Un autre signe d'une construction effectuée en plusieurs étapes de travaux : observons l'image 2 du portail de la façade Ouest. On a tout d'abord, encadrant la porte, un arc dépourvu de décor porté par des impostes à chanfrein vers l'intrados de l'arc. Puis, portées par des chapiteaux à tailloirs montés sur des colonnes, trois archivoltes (la première est torique, la seconde est un simple ressaut, la troisième est décorée de billettes). Nous pensons qu'il y a là deux parties bien distinctes, construites dans des périodes différentes. Initialement le portail, tout simple, se réduisait aux impostes,  à l'arc qui les surmonte. Ultérieurement, on aurait plaqué contre la façade un mur porté par les colonnes chapiteaux et archivoltes. Nous voyons une confirmation de cette hypothèse dans l'image 1 : si on fait abstraction de la partie inférieure contenant le portail, on obtient une copie de l'image 4. On aurait donc eu au moins deux étapes de travaux. Pour la première, la construction de murs en appareil irrégulier avec sur la façade Ouest un portail simple. Pour la deuxième, la construction d'un mur plaqué sur la partie inférieure de la façade Ouest avec ouverture au centre de cette façade (archivoltes portées par les colonnes et chapiteaux), la pose de contreforts et la construction de fenêtres dans la partie supérieure.

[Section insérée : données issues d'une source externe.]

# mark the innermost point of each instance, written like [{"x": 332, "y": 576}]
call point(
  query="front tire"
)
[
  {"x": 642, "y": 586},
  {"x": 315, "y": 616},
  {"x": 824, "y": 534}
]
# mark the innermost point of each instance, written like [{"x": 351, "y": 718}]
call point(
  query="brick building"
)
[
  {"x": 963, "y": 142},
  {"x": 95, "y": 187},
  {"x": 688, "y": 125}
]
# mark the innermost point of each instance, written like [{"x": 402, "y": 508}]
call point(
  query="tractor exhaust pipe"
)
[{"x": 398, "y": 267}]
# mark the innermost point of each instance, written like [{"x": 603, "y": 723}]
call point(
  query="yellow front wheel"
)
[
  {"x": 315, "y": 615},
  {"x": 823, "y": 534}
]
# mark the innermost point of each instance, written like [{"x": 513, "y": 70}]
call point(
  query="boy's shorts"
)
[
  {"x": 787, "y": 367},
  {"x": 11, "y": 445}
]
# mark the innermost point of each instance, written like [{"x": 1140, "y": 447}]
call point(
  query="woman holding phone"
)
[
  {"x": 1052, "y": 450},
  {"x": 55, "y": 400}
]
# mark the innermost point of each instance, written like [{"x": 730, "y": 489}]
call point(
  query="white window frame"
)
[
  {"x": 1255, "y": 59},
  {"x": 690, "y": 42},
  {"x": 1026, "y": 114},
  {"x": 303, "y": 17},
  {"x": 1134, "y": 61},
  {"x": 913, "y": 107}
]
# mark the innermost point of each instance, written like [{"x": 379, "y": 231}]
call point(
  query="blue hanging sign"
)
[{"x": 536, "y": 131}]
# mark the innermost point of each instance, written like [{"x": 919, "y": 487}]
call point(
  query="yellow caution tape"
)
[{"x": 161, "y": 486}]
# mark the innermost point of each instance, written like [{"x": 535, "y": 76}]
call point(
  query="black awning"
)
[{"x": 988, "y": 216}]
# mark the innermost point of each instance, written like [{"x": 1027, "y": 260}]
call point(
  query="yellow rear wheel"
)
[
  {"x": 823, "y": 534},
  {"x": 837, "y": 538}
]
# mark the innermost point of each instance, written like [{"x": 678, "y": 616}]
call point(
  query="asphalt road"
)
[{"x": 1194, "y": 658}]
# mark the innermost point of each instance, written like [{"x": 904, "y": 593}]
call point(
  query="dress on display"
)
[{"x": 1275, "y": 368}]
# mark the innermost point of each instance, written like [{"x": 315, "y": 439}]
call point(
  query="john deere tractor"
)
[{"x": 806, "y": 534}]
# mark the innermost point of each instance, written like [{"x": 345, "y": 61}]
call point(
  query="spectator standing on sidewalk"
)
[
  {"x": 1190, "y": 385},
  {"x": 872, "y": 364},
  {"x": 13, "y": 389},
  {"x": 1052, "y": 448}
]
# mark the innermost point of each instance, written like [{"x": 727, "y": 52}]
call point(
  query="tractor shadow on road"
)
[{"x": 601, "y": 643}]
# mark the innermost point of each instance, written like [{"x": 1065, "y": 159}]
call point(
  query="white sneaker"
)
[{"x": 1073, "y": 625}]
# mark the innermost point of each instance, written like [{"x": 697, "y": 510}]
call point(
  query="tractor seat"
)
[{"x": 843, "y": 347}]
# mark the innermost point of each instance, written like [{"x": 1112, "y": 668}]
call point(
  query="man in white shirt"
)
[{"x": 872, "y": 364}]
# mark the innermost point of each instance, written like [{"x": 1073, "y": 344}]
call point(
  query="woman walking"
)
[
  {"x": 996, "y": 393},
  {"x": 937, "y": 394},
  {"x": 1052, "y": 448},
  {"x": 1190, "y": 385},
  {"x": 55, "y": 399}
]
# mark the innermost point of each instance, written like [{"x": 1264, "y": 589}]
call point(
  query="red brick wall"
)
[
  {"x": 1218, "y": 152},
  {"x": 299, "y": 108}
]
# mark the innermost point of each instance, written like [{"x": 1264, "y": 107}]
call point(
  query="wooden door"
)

Image 3 : Chapiteau à lions affrontés. Les lions ici représentés constituent une variante du «lion à queue feuillue» : le lion crache un feuillage.


L'intérieur de la nef (image 6) : L'existence d'étroits passages (dits «passages berrichons») de part et d'autre des piliers, fait envisager que, primitivement, la nef était à trois vaisseaux.

Examinons à présent les 8 chapiteaux du transept. Comme il est indiqué ci-dessus, sept de ces huit chapiteaux ont été interprétés comme les péchés capitaux. Ci-dessous le texte explicatif trouvé sur place. Nous en ferons le commentaire plus loin.

Image 9 : À gauche, chapiteau intitulé «Chapiteau à lions adossés. LA LUXURE».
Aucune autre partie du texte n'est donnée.